Over the years, Myrtle Beach has seen several hurricanes come and go and has been fortunate enough to have avoided other devastating storms. The most recent hurricane that came close to Myrtle Beach was Hurricane Irene on August 23, 2011. Though Irene made landfall further up the North Carolina coast, Myrtle Beach did receive its share of tropical storm-force winds, with branches and older trees falling and some low flooding being some of the worst of the damage.

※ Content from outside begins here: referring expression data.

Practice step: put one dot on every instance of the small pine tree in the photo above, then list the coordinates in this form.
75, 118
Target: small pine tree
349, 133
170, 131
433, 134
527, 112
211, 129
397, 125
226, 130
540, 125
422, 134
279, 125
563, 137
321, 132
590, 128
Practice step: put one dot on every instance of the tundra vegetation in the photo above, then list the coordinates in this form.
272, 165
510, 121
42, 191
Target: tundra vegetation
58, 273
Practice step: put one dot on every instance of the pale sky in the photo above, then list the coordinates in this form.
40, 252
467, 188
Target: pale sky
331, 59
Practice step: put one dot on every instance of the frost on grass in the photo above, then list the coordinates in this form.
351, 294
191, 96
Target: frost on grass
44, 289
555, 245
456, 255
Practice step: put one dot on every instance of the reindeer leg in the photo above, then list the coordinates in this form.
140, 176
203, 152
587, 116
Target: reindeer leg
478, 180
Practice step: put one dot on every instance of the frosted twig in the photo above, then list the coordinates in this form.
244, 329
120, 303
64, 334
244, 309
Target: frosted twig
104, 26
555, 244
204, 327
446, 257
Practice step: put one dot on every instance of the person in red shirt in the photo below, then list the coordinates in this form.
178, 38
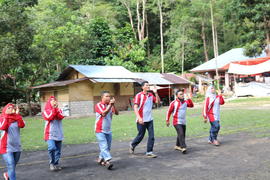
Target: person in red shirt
10, 144
211, 113
104, 112
53, 132
143, 104
178, 108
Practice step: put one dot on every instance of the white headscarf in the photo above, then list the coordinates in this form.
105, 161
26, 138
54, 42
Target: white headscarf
212, 96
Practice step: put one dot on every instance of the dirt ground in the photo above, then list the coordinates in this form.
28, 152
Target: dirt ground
241, 156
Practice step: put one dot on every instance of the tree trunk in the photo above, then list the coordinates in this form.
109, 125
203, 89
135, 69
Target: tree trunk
141, 22
138, 19
214, 41
183, 56
147, 35
28, 99
204, 42
267, 33
161, 35
130, 17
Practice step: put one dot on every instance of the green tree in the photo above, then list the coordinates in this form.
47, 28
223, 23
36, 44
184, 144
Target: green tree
253, 17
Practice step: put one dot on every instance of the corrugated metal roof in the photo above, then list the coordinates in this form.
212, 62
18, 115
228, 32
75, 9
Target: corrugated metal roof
112, 80
175, 79
59, 83
236, 54
93, 71
153, 78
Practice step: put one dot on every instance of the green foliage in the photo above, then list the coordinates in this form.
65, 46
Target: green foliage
38, 39
254, 18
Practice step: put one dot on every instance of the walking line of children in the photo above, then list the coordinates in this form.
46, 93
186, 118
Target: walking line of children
11, 122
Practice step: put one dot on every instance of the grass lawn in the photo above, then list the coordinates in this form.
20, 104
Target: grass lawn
81, 130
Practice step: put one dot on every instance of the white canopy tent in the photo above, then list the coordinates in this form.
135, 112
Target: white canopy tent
249, 69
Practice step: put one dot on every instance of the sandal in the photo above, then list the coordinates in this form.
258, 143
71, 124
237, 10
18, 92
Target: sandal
108, 165
101, 161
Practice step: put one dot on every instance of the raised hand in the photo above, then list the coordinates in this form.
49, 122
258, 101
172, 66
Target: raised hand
155, 89
17, 111
112, 101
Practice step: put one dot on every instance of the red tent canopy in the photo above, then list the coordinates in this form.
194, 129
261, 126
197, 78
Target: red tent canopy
248, 62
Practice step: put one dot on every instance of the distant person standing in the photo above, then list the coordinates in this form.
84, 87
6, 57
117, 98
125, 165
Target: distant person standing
10, 142
104, 112
178, 108
211, 113
53, 132
143, 104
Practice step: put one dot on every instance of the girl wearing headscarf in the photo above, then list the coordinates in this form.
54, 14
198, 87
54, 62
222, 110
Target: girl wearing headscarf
53, 132
211, 113
10, 143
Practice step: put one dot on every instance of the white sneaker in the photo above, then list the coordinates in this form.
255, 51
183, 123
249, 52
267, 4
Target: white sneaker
52, 167
151, 155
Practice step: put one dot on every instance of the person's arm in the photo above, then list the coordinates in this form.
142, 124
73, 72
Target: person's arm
20, 121
136, 110
115, 110
49, 115
169, 112
189, 101
156, 99
4, 124
221, 99
205, 108
137, 100
60, 115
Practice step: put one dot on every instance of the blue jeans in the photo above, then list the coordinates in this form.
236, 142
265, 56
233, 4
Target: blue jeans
214, 130
11, 160
105, 142
141, 132
54, 151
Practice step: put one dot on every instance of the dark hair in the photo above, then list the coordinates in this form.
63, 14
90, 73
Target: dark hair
179, 90
143, 83
104, 92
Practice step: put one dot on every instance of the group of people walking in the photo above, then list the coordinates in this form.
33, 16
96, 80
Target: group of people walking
11, 122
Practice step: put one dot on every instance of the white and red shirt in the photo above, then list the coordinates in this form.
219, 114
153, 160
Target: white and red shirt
211, 111
145, 103
10, 137
53, 124
103, 123
178, 109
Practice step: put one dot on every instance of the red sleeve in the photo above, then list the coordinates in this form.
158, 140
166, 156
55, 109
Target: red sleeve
20, 121
60, 115
113, 110
169, 112
137, 99
49, 115
99, 109
189, 103
221, 100
205, 107
4, 124
154, 99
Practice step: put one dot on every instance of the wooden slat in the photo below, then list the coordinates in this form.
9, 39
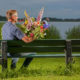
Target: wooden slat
36, 49
41, 55
37, 43
75, 42
76, 49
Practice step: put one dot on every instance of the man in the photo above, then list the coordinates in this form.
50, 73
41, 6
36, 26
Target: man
11, 32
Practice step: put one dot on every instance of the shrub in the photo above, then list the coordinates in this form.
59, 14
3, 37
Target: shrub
73, 33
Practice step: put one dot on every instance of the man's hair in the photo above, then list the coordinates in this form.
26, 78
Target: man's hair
9, 13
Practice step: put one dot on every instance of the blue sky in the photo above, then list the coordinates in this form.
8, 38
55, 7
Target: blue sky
53, 8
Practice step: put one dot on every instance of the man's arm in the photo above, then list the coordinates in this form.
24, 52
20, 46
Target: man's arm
27, 39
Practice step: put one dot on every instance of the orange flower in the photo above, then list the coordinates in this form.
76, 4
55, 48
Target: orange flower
38, 22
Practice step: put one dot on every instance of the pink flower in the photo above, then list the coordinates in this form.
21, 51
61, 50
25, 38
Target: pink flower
41, 27
31, 34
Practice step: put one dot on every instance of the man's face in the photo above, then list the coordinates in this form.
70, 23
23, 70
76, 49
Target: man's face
15, 17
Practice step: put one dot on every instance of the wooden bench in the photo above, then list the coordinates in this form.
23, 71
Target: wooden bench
42, 46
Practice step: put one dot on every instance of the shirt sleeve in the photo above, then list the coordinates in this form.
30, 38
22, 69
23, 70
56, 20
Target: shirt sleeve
18, 33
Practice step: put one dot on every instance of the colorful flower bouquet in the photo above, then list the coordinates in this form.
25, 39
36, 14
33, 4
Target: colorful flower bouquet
35, 27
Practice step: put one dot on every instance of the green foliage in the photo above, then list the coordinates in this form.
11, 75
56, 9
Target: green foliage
1, 24
53, 33
73, 33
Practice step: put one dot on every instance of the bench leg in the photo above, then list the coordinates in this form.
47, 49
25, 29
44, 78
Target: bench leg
27, 62
4, 55
68, 53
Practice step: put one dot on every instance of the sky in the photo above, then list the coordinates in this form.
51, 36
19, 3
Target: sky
52, 8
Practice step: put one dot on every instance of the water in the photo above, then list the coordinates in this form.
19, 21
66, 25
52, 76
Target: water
64, 26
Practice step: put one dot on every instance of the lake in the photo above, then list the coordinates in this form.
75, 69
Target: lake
64, 26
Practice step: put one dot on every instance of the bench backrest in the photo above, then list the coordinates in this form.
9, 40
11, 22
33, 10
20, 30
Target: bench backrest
36, 46
17, 46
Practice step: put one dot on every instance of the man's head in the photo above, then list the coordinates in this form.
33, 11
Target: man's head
12, 15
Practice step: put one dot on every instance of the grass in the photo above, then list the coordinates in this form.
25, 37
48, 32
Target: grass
42, 69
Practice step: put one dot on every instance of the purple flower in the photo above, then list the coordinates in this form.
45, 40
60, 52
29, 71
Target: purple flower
46, 25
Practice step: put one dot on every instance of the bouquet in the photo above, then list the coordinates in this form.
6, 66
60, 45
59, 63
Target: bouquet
35, 27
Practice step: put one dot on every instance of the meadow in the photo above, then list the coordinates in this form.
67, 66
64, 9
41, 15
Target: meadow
42, 69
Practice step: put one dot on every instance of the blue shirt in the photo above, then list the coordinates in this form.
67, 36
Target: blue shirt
11, 32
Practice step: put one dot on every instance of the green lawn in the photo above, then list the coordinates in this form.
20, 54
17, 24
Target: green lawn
42, 69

It is always good to be prepared no matter where a hurricane may hit or how severe it may or may not be. Indeed, the popular Myrtle Beach Skywheel removed its cars in preparation for Hurricane Irene so it is always better to be safe than sorry. Some of the best hurricane preparations are to make sure you have extra batteries and flashlights, non-perishable food in case the electricity goes out, a full tank of gas in your car and clean, comfortable clothes to wear. Secure any movable objects around your dwelling and be sure to board up any windows or doors. Always keep an eye and an ear on the news for any information regarding approaching storms and always heed the warnings and advice of professionals, especially if an evacuation is ordered. If you are about to come on vacation and a hurricane is predicted to arrive during your stay, contact your rental company to find out what advice and instructions they may have regarding your visit. It may be difficult to postpone a vacation but it will be much more enjoyable to come when the weather is safe and beautiful. Hurricanes are incredible forces of nature but luckily ones that do not occur very often, and the everyday weather of Myrtle Beach keeps visitors coming back year after year. Let’s hope your next vacation to Myrtle Beach will be great, memorable and storm-free!